Fosse possível recuperar a curto prazo os impostos em atraso de empresas do Nordeste Gaúcho e aplicá-los diretamente na região, haveria recursos para solucionar o gargalo rodoviário, amenizar a crise hospitalar, construir presídios, recuperar escolas ou até mesmo viabilizar o travado aeroporto de Vila Oliva, em Caxias do Sul. O montante também serviria para zerar o déficit do tesouro estadual por um ano ou até para pagar a atual dívida do Estado com os credores.
Essa projeção leva em conta o débito de contribuintes com o fisco estadual. A Serra é responsável por 14,5% das dívidas tributárias acumuladas ao longo de anos no Rio Grande do Sul. Levantamento da Secretaria da Fazenda, a pedido da reportagem, mostra que R$ 5,25 bilhões em impostos pagos pelo cidadão no ato da compra deixaram de ser recolhidos pelas empresas aos cofres públicos em 52 municípios da região. Em todo o RS, a dívida dos chega a R$ 36 bilhões, especialmente com Imposto sobre Circulação de Mercadorias e Serviços (ICMS).

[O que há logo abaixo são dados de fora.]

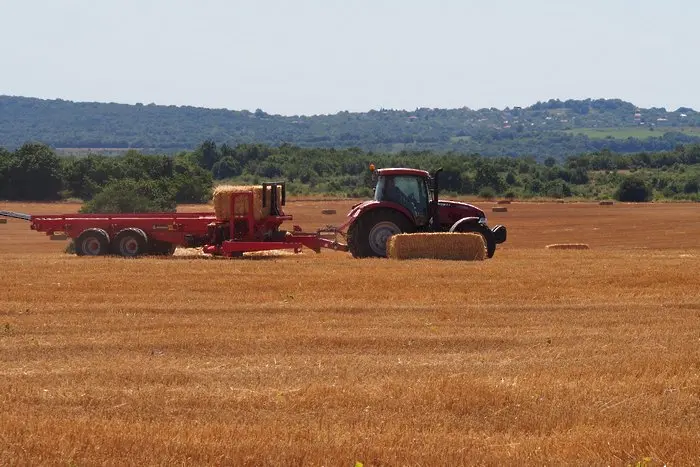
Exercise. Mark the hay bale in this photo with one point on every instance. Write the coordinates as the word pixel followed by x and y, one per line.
pixel 568 246
pixel 437 245
pixel 222 201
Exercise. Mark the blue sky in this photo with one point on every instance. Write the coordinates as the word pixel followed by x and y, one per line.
pixel 324 56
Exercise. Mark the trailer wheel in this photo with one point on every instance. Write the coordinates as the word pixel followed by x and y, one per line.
pixel 158 248
pixel 130 243
pixel 92 242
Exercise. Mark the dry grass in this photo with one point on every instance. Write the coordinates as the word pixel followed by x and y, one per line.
pixel 568 246
pixel 529 358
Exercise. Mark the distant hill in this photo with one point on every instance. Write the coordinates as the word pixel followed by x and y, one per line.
pixel 553 128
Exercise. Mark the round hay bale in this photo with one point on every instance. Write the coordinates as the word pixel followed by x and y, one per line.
pixel 568 246
pixel 467 246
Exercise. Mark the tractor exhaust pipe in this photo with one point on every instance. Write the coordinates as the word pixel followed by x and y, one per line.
pixel 435 221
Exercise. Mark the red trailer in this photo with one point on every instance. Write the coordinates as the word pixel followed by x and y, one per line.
pixel 405 201
pixel 160 233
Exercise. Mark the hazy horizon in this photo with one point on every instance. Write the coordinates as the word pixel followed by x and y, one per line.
pixel 315 57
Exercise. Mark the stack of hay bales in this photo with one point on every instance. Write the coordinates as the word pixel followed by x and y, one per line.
pixel 222 201
pixel 437 245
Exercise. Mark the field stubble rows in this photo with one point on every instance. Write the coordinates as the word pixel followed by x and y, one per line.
pixel 536 356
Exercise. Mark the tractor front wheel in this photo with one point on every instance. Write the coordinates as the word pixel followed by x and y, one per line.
pixel 368 235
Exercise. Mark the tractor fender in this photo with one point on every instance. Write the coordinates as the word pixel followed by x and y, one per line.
pixel 367 206
pixel 463 221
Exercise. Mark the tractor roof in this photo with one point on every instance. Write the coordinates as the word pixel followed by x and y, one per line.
pixel 401 171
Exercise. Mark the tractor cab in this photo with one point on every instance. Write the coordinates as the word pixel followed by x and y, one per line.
pixel 406 201
pixel 410 188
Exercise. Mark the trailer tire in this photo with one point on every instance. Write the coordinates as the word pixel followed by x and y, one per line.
pixel 130 242
pixel 158 248
pixel 92 242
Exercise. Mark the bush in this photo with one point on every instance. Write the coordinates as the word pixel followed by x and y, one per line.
pixel 634 189
pixel 131 196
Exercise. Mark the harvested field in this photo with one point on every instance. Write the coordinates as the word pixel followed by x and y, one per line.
pixel 578 357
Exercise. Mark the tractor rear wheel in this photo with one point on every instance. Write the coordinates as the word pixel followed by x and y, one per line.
pixel 130 243
pixel 368 235
pixel 92 242
pixel 488 235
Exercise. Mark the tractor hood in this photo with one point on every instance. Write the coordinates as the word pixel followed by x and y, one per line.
pixel 460 209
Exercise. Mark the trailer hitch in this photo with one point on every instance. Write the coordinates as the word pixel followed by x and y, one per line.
pixel 16 215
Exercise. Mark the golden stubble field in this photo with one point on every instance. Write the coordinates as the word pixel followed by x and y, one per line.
pixel 534 357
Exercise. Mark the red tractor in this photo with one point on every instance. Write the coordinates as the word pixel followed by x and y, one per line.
pixel 406 201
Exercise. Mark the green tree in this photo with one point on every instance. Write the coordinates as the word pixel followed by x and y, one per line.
pixel 226 167
pixel 132 196
pixel 34 173
pixel 634 189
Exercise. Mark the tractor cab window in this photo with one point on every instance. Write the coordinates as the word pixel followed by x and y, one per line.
pixel 406 190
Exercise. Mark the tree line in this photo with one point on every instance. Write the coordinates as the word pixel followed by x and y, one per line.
pixel 158 182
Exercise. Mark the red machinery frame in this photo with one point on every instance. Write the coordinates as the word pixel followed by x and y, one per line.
pixel 245 233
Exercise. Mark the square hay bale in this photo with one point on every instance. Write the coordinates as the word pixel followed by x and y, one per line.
pixel 222 201
pixel 437 245
pixel 568 246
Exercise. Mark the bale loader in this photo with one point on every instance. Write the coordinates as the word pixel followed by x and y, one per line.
pixel 405 201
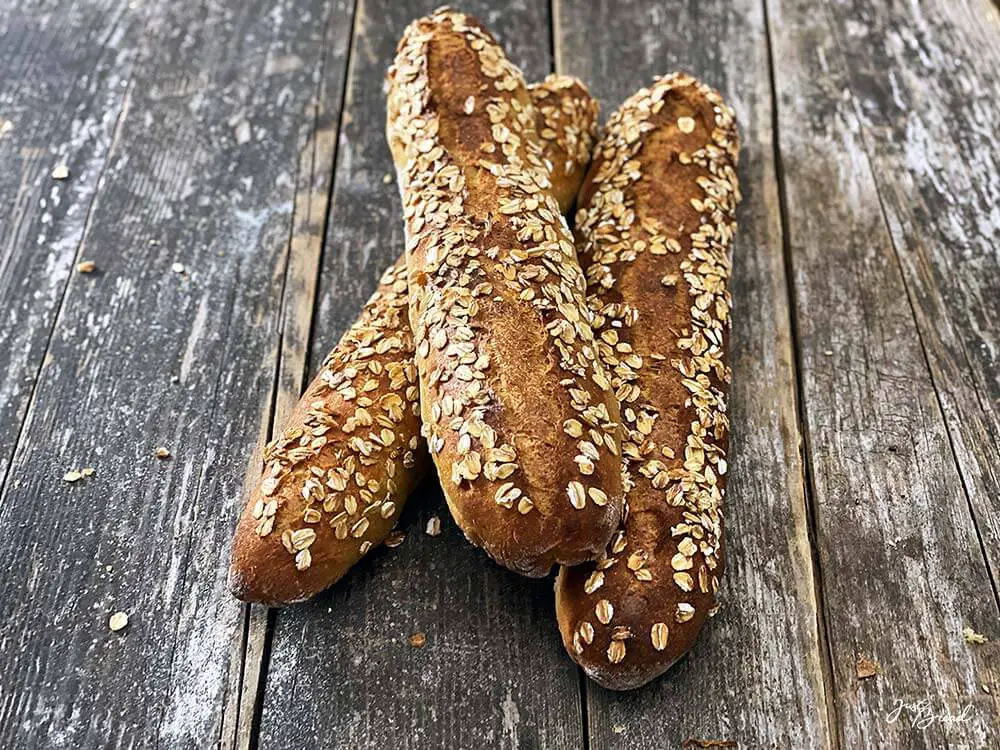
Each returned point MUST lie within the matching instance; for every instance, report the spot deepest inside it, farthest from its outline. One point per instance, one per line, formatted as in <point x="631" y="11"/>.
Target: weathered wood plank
<point x="312" y="203"/>
<point x="928" y="105"/>
<point x="756" y="676"/>
<point x="342" y="672"/>
<point x="902" y="567"/>
<point x="63" y="70"/>
<point x="201" y="172"/>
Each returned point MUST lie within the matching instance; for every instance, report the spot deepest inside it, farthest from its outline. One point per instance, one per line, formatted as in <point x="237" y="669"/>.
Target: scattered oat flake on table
<point x="971" y="636"/>
<point x="395" y="539"/>
<point x="866" y="668"/>
<point x="118" y="621"/>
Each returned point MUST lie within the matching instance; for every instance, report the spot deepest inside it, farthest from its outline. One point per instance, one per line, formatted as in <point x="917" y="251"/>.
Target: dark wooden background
<point x="244" y="141"/>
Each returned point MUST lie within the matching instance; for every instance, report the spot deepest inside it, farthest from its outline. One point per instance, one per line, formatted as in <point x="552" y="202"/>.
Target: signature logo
<point x="922" y="714"/>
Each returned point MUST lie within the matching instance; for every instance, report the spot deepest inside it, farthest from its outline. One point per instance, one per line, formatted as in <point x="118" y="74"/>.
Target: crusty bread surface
<point x="654" y="230"/>
<point x="517" y="408"/>
<point x="335" y="480"/>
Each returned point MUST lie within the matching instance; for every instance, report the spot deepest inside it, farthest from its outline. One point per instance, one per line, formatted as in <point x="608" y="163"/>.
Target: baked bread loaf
<point x="654" y="228"/>
<point x="336" y="479"/>
<point x="517" y="409"/>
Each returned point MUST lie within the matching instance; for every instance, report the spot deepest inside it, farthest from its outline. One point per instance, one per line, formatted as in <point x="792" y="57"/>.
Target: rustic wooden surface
<point x="244" y="141"/>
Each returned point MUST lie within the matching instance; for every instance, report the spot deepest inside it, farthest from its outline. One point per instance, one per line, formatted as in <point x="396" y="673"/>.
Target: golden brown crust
<point x="566" y="123"/>
<point x="262" y="567"/>
<point x="518" y="411"/>
<point x="335" y="481"/>
<point x="654" y="229"/>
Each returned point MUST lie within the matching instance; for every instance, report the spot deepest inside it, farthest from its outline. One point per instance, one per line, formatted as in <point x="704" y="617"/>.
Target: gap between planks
<point x="307" y="244"/>
<point x="805" y="454"/>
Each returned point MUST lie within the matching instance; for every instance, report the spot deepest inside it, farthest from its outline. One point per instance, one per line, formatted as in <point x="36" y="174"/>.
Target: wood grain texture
<point x="342" y="672"/>
<point x="64" y="69"/>
<point x="201" y="172"/>
<point x="313" y="189"/>
<point x="928" y="102"/>
<point x="764" y="645"/>
<point x="902" y="566"/>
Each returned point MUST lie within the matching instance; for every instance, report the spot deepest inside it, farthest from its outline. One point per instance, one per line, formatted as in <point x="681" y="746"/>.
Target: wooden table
<point x="228" y="176"/>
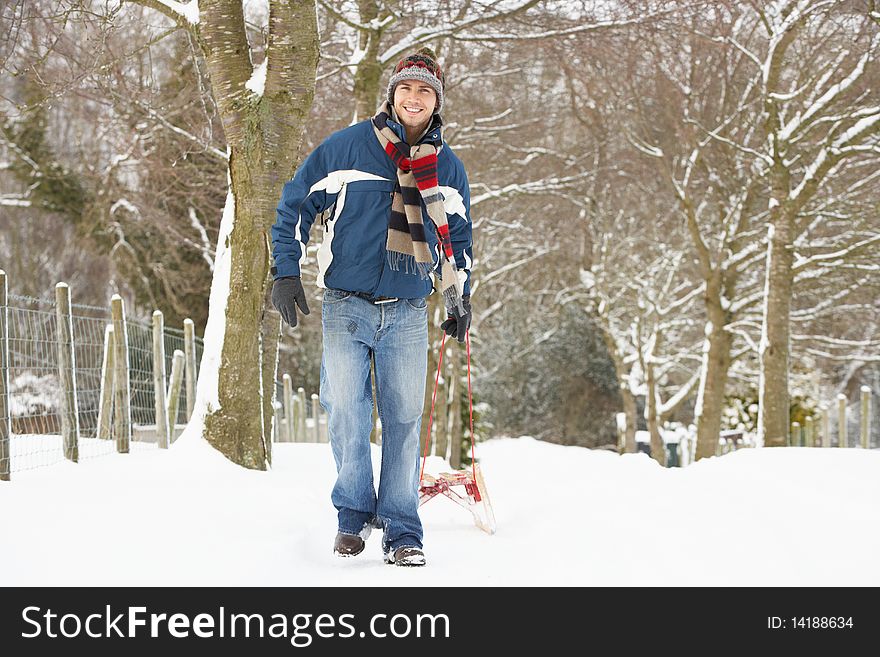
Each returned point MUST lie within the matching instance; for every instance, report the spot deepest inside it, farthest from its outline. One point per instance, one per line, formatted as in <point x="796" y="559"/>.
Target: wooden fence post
<point x="189" y="346"/>
<point x="809" y="440"/>
<point x="841" y="421"/>
<point x="865" y="418"/>
<point x="826" y="427"/>
<point x="105" y="404"/>
<point x="316" y="416"/>
<point x="177" y="366"/>
<point x="298" y="409"/>
<point x="301" y="419"/>
<point x="288" y="408"/>
<point x="121" y="382"/>
<point x="5" y="409"/>
<point x="160" y="404"/>
<point x="67" y="372"/>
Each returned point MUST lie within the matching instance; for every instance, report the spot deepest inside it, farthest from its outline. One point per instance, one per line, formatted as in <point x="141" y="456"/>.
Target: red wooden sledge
<point x="465" y="488"/>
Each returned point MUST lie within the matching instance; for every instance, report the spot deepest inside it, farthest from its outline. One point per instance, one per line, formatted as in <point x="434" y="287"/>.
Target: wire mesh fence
<point x="35" y="394"/>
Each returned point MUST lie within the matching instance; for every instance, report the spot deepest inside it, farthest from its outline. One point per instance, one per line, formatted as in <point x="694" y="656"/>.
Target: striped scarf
<point x="406" y="246"/>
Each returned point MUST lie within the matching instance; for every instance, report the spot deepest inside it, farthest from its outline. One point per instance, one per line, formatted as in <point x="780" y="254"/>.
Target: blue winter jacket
<point x="346" y="185"/>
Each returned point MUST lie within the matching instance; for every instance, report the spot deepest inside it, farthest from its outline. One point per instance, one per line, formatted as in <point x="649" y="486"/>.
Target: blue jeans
<point x="395" y="334"/>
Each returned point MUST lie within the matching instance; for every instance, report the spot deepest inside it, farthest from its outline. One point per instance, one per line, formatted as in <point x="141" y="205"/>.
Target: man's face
<point x="414" y="102"/>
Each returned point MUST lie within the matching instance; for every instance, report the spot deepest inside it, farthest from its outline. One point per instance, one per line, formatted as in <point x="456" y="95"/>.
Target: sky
<point x="566" y="516"/>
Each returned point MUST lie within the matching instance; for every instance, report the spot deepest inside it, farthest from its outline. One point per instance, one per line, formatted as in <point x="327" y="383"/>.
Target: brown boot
<point x="406" y="556"/>
<point x="348" y="545"/>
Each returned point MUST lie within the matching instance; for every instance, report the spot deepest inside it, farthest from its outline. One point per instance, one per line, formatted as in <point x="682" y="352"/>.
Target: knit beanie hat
<point x="422" y="66"/>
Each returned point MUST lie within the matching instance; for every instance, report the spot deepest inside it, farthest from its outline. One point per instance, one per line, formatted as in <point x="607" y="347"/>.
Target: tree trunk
<point x="369" y="71"/>
<point x="658" y="449"/>
<point x="713" y="378"/>
<point x="630" y="409"/>
<point x="773" y="403"/>
<point x="264" y="136"/>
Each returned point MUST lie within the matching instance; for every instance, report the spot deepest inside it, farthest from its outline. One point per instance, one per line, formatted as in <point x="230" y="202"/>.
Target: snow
<point x="257" y="83"/>
<point x="189" y="10"/>
<point x="186" y="516"/>
<point x="207" y="391"/>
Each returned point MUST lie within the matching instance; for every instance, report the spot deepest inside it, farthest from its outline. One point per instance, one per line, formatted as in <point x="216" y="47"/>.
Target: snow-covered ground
<point x="566" y="516"/>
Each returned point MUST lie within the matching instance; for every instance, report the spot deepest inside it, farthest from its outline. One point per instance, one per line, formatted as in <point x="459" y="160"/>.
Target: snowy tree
<point x="263" y="108"/>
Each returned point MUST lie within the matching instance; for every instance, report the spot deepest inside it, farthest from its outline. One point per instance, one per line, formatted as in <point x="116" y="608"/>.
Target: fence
<point x="838" y="427"/>
<point x="296" y="413"/>
<point x="70" y="390"/>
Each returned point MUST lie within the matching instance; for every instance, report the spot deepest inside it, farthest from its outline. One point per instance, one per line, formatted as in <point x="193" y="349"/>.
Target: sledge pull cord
<point x="475" y="498"/>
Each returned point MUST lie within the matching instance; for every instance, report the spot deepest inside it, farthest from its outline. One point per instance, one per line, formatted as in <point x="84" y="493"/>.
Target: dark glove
<point x="456" y="324"/>
<point x="287" y="293"/>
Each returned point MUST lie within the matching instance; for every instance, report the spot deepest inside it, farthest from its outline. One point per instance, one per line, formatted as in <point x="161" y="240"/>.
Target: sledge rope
<point x="467" y="337"/>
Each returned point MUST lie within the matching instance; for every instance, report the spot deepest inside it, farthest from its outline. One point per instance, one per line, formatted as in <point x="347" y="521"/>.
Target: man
<point x="393" y="202"/>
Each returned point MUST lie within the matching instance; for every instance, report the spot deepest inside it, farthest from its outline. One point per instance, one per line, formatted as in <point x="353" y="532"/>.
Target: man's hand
<point x="456" y="324"/>
<point x="287" y="294"/>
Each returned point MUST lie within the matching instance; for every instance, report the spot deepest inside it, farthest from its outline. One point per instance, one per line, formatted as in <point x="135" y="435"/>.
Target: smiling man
<point x="394" y="205"/>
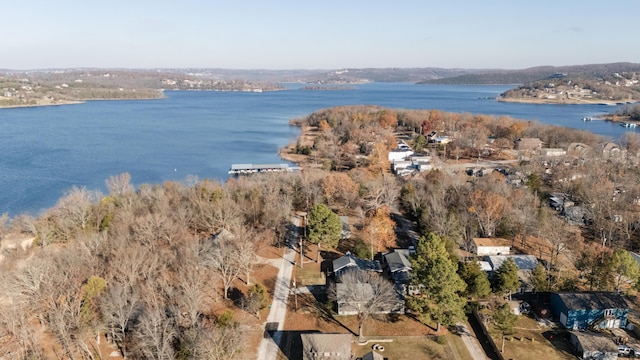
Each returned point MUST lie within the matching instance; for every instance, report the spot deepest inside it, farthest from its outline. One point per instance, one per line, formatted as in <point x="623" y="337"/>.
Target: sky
<point x="328" y="34"/>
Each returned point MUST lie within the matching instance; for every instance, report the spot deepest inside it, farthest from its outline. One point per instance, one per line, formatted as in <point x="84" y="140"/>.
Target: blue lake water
<point x="44" y="151"/>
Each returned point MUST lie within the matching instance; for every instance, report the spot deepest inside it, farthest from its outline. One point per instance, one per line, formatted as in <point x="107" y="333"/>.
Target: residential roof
<point x="372" y="355"/>
<point x="349" y="260"/>
<point x="485" y="266"/>
<point x="491" y="242"/>
<point x="397" y="262"/>
<point x="528" y="143"/>
<point x="319" y="346"/>
<point x="523" y="262"/>
<point x="593" y="300"/>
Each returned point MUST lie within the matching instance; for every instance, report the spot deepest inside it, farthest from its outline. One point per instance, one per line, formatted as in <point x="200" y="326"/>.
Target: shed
<point x="528" y="144"/>
<point x="348" y="261"/>
<point x="399" y="267"/>
<point x="523" y="262"/>
<point x="602" y="310"/>
<point x="372" y="355"/>
<point x="590" y="345"/>
<point x="490" y="246"/>
<point x="319" y="346"/>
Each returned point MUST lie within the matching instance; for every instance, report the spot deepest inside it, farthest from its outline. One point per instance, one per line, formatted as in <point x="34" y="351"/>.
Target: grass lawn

Se a cifra é altíssima, pelo menos dois terços dessa fortuna são quase irrecuperáveis, uma tendência no Estado. O motivo é simples: há débitos de empresas falidas sem patrimônio para penhora, caso de uma distribuidora de cigarros em Caxias com pendência de R$ 90 milhões em ICMS.
O tamanho da dívida também tem uma explicação além da sonegação e do endividamento tributário: dos R$ 5,25 bilhões em débito, 83% do valor integram ações de cobrança judicial. É uma manobra necessária, mas sem garantia de retorno a médio prazo. Como os processos são estendidos por meio de recursos, o desfecho de uma única ação de execução fiscal leva oito anos, em média.
Apesar de as dívidas prescreverem em cinco anos, é possível protelar a cobrança dos tributos na Justiça por tempo indefinido, o que não significa eficácia. Diante da suspensão temporária da ação, por exemplo, a Secretaria da Fazenda mantém a busca por valores passíveis de embargo. Num caso de sonegação de imposto com má administração da empresa, a Receita redireciona a cobrança para os sócios ou sucessores. Na maioria das vezes, entretanto, sócios e herdeiros não possuem bens disponíveis para penhora e podem contestar a ação de diversas formas.
Há ações de empreendimentos fechados há mais de 10 anos em Caxias cuja busca por valores ainda prossegue. O processo mais antigo na área de abrangência da 3ª Delegacia da Receita Estadual (3ª DRE) tem quase 50 anos e se refere a um matadouro de Lagoa Vermelha. Por esse motivo, boa parte dos créditos se torna irrecuperável, inchando a dívida.
Estimativa da delegacia é de que mais de 90% dos valores com o fisco no Nordeste Gaúcho têm origem nas empresas. Pessoas físicas, também numerosas, respondem por montantes relativamente baixos. A maioria dos devedores está concentrada em Caxias do Sul, Bento Gonçalves e Farroupilha.
- O que as empresas devem são valores que efetivamente foram arcados pelo cidadão, quando da compra da mercadoria cujo valor já está embutido. Salvo exceções, as empresas são meras repassadoras dos recursos ao Estado - complementa o delegado adjunto da 3ª DRE, Magno Friedrich.
A média mensal recuperada pela delegacia de Caxias neste ano oscila entre R$ 10 milhões e R$ 11 milhões.